Bug
Running datafaker configure-generators against an MS-SQL source database fails
for any column that is assessed as a choice distribution. ChoiceGeneratorFactory.get_generators()
executes raw SQL containing RANDOM() and LIMIT, neither of which MS-SQL supports.
Expected error (RANDOM):
('42000', "[42000] [Microsoft][ODBC Driver 18 for SQL Server][SQL Server]
'RANDOM' is not a recognized built-in function name.")
[SQL: SELECT v, COUNT(v) AS f FROM (SELECT "col" as v FROM "table"
ORDER BY RANDOM() LIMIT 500) AS _inner GROUP BY v ORDER BY f DESC]
Expected error (LIMIT):
('42000', "Incorrect syntax near 'LIMIT'.")
[SQL: SELECT "col" AS v, COUNT("col") AS f FROM "table"
GROUP BY v ORDER BY f DESC LIMIT 501]
Affected locations
1. ChoiceGeneratorFactory.get_generators() — datafaker/generators/choice.py:307–313
Distinct-value count query, uses LIMIT:
text(
f'SELECT "{column_name}" AS v, COUNT("{column_name}")'
f' AS f FROM "{table_name}" GROUP BY v'
f" ORDER BY f DESC LIMIT {MAXIMUM_CHOICES + 1}"
)
MS-SQL has no LIMIT clause; the equivalent is SELECT TOP n.

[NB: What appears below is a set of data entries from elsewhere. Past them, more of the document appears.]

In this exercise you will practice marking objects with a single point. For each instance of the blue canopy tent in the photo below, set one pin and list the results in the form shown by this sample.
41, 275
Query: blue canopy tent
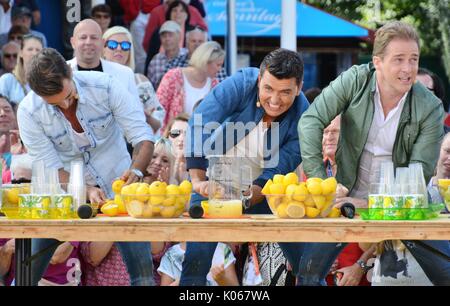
329, 44
262, 18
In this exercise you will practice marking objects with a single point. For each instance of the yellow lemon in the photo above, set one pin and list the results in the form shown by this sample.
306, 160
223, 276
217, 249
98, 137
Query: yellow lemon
168, 212
334, 213
444, 183
277, 189
148, 211
266, 189
117, 186
278, 179
329, 186
157, 192
110, 209
119, 201
309, 201
290, 190
185, 187
281, 211
314, 179
290, 178
142, 192
301, 192
320, 201
12, 195
135, 208
314, 188
156, 209
312, 212
295, 210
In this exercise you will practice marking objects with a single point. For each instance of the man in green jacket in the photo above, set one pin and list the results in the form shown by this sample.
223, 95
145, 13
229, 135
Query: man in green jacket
385, 116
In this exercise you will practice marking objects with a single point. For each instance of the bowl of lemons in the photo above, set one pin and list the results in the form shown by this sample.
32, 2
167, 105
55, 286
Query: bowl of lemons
155, 200
9, 199
290, 199
444, 190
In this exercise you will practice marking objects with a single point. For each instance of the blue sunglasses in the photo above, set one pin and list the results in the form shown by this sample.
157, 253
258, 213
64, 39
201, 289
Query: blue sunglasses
112, 44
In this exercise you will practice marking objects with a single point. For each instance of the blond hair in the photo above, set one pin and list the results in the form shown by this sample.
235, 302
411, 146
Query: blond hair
390, 31
121, 30
165, 145
207, 52
19, 70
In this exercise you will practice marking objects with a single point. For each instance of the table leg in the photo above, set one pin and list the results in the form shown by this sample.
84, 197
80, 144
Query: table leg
23, 268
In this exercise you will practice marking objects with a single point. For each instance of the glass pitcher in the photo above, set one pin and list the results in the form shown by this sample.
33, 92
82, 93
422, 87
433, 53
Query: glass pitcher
229, 178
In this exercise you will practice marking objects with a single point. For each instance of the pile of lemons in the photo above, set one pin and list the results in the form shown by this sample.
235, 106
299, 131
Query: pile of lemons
287, 198
142, 200
444, 190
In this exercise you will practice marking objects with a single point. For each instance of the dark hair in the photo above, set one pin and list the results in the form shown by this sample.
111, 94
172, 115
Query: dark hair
47, 71
312, 93
101, 8
283, 64
17, 29
180, 117
438, 86
7, 100
176, 4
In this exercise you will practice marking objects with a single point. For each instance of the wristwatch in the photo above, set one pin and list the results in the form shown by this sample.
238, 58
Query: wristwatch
138, 173
364, 267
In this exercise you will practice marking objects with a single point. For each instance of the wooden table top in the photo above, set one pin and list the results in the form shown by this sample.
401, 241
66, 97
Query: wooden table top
255, 228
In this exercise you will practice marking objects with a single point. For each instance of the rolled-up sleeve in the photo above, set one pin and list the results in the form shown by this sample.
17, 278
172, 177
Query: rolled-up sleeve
129, 115
39, 146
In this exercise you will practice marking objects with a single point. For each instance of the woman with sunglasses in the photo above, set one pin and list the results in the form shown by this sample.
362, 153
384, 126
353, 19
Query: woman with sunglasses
181, 88
14, 85
176, 132
118, 48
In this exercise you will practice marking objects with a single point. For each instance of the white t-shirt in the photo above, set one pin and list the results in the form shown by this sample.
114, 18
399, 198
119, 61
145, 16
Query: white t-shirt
194, 94
379, 145
5, 18
172, 261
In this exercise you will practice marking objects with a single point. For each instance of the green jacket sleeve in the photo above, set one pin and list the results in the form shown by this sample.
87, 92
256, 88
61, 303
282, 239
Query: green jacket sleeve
427, 145
333, 100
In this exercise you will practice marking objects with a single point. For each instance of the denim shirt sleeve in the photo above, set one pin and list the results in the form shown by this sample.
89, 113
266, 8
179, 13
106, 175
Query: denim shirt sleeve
220, 103
38, 145
129, 114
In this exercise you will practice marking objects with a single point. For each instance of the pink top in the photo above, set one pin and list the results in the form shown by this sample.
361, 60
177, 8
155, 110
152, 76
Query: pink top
55, 273
112, 271
171, 94
158, 17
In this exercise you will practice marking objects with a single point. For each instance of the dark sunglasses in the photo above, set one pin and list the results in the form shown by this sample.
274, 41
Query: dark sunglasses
175, 133
10, 55
102, 16
112, 44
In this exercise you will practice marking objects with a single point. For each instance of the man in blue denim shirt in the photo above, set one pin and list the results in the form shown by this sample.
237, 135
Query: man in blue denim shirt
80, 115
271, 99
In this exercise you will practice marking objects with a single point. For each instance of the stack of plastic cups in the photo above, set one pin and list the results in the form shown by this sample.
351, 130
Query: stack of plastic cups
77, 185
32, 206
417, 200
401, 189
388, 179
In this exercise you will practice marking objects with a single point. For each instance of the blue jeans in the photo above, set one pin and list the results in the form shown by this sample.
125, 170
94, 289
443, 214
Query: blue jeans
306, 259
136, 256
436, 268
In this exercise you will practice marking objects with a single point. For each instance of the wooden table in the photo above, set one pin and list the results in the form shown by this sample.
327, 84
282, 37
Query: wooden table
255, 228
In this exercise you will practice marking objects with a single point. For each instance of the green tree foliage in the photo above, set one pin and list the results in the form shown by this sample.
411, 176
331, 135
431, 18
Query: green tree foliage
430, 17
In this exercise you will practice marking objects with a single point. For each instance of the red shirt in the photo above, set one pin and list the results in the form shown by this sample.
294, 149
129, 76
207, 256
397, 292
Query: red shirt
131, 8
158, 17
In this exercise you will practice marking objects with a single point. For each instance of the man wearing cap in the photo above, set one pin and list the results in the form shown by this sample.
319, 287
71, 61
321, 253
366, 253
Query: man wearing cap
169, 34
8, 57
88, 44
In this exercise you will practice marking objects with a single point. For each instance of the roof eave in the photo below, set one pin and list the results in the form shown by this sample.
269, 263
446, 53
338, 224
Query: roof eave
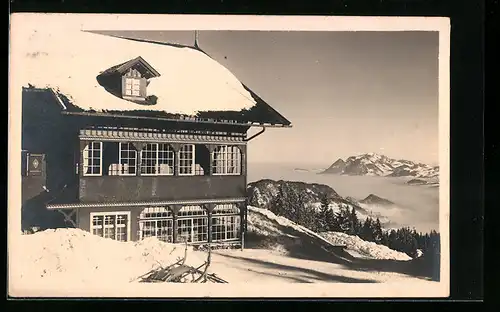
195, 120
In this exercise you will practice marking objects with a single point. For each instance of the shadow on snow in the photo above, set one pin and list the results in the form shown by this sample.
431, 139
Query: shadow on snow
307, 247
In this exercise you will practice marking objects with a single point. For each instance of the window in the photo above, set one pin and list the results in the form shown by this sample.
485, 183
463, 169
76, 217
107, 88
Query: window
226, 160
186, 160
226, 223
114, 225
156, 222
192, 224
132, 86
128, 159
92, 159
157, 159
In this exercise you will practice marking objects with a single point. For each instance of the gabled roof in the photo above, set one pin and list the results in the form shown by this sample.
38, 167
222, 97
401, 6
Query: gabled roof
122, 68
191, 85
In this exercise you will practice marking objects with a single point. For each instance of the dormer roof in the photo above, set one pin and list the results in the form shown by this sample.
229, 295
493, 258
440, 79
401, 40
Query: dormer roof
192, 85
142, 66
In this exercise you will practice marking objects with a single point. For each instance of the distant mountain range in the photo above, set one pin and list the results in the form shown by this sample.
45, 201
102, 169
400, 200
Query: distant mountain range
372, 164
376, 200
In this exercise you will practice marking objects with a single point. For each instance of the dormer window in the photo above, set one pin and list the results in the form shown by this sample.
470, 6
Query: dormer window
133, 76
132, 86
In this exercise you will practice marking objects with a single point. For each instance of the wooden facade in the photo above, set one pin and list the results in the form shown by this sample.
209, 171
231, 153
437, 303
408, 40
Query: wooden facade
101, 201
136, 175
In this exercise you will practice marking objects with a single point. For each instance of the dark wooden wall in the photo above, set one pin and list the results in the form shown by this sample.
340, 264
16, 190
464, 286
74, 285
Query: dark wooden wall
143, 188
44, 131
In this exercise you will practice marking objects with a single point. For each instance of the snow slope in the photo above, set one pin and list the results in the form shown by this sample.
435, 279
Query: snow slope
68, 60
264, 226
82, 262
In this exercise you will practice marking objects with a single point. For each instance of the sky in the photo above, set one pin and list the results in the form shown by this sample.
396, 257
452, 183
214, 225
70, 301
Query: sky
346, 93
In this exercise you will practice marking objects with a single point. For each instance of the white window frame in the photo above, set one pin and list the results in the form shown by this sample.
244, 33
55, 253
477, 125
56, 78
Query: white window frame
181, 218
110, 213
157, 160
225, 216
128, 158
156, 220
86, 158
130, 91
226, 160
193, 160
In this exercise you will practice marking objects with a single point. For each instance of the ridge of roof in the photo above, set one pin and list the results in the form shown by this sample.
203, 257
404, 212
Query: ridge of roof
196, 47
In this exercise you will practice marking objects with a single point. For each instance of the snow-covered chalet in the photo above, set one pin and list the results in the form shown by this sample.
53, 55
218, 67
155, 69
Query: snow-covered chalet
129, 139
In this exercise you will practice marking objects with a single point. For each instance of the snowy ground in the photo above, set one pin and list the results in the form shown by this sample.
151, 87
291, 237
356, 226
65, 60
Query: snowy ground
277, 251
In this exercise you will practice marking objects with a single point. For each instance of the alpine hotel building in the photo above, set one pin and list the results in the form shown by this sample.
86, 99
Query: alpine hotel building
124, 145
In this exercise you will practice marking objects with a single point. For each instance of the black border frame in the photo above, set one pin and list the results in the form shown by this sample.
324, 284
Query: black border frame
467, 93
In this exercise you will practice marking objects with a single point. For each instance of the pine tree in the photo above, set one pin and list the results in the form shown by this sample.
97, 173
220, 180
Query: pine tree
323, 222
366, 232
343, 220
354, 222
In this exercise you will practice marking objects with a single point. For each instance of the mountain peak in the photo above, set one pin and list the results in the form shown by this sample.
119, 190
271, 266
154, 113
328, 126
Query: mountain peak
373, 164
373, 199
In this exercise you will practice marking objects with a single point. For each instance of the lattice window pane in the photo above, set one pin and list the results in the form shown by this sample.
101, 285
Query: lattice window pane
157, 222
188, 211
92, 154
166, 159
132, 86
114, 226
226, 222
155, 213
128, 159
186, 160
226, 160
149, 159
192, 230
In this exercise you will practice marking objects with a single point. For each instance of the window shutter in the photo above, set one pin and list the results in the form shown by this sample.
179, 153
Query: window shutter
143, 87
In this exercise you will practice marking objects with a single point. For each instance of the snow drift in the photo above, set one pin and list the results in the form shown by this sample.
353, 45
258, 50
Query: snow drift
62, 255
51, 258
68, 60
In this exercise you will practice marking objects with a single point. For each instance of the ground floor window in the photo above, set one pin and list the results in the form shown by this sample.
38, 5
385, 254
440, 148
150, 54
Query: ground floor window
156, 222
192, 224
226, 224
114, 225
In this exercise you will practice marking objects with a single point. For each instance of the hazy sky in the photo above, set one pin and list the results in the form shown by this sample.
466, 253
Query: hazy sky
345, 93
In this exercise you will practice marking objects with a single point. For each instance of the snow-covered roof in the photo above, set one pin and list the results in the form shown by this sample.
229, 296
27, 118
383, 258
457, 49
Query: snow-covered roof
189, 82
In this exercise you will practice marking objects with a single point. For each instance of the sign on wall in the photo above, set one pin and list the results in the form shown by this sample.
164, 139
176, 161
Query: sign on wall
35, 164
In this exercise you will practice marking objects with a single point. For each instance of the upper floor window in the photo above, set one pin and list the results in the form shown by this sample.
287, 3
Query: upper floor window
92, 159
127, 159
226, 160
157, 159
133, 86
186, 160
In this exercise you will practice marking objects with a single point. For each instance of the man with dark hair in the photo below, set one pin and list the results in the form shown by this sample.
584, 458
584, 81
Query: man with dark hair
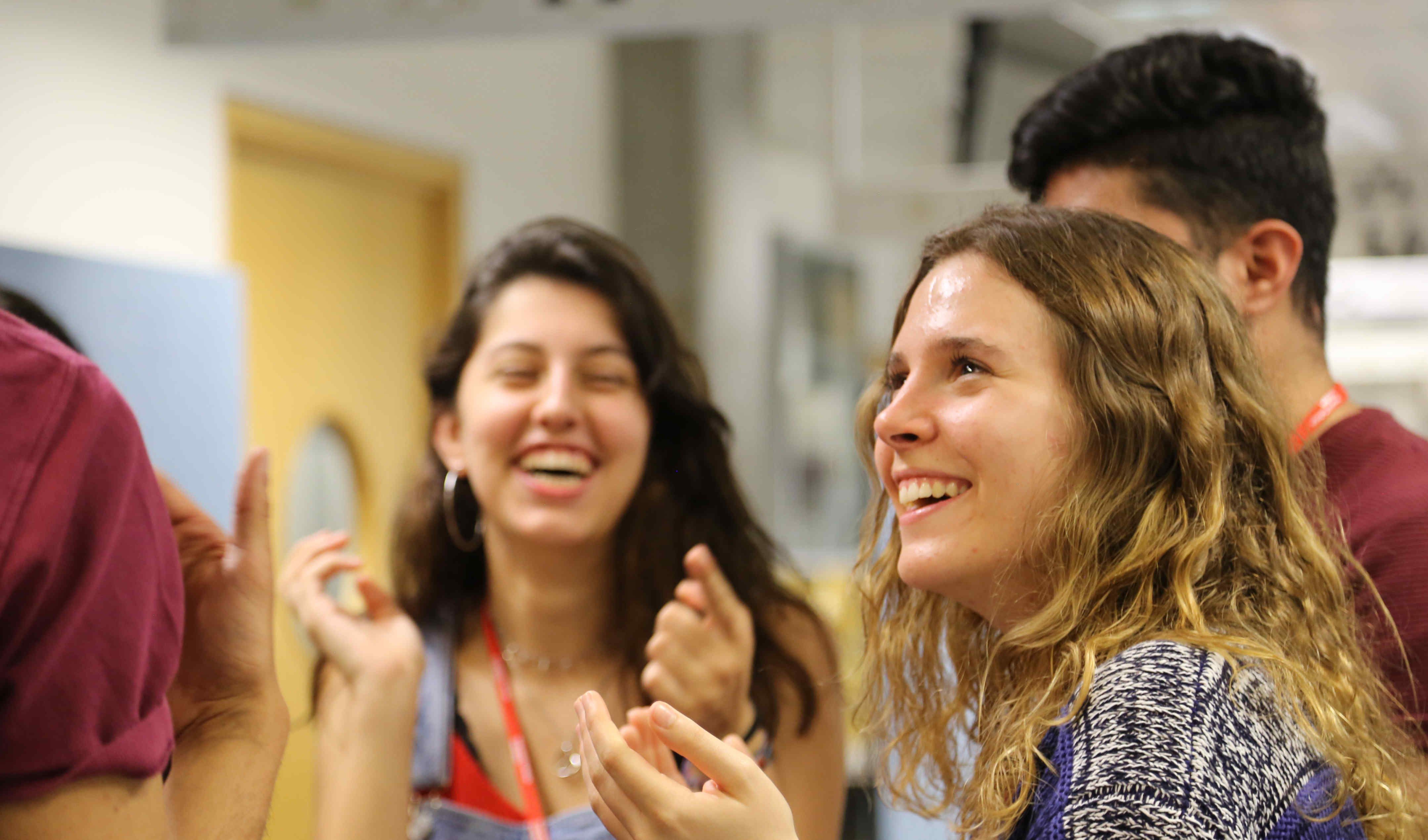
135, 634
1219, 143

2. ChoiceGeneratorFactory.get_generators() — datafaker/generators/choice.py:352–359
Random-sample query, uses RANDOM() and LIMIT:
text(
f"SELECT v, COUNT(v) AS f FROM"
f' (SELECT "{column_name}" as v FROM "{table_name}"'
f" ORDER BY RANDOM() LIMIT {self.SAMPLE_COUNT})"
f" AS _inner GROUP BY v ORDER BY f DESC"
)
MS-SQL issues:
RANDOM() → must use NEWID() for per-row randomness in ORDER BY
LIMIT n → must use TOP n before the column list
3. Stored query strings in ChoiceGenerator.__init__() — choice.py:91–95, 117–121
These query strings are stored on the generator and returned via custom_queries(),
which writes them into src-stats.yaml. They are later executed by make-stats
against the source database, so they must also be dialect-correct.
- Line 94:
ORDER BY RANDOM() LIMIT {sample_count} in a subquery
- Line 120: same pattern, with an additional suppress filter
4. ORDER BY in subqueries without TOP — choice.py:108, 121
MS-SQL disallows ORDER BY inside a subquery (derived table) unless TOP or
OFFSET…FETCH is also present. The suppress-only paths (suppress_count > 0, sample_count = None) produce subqueries with ORDER BY count DESCbut noLIMIT/TOP`,
which MS-SQL will reject.
# line 108 — ORDER BY inside subquery, no TOP
f" GROUP BY value ORDER BY count DESC) AS _inner"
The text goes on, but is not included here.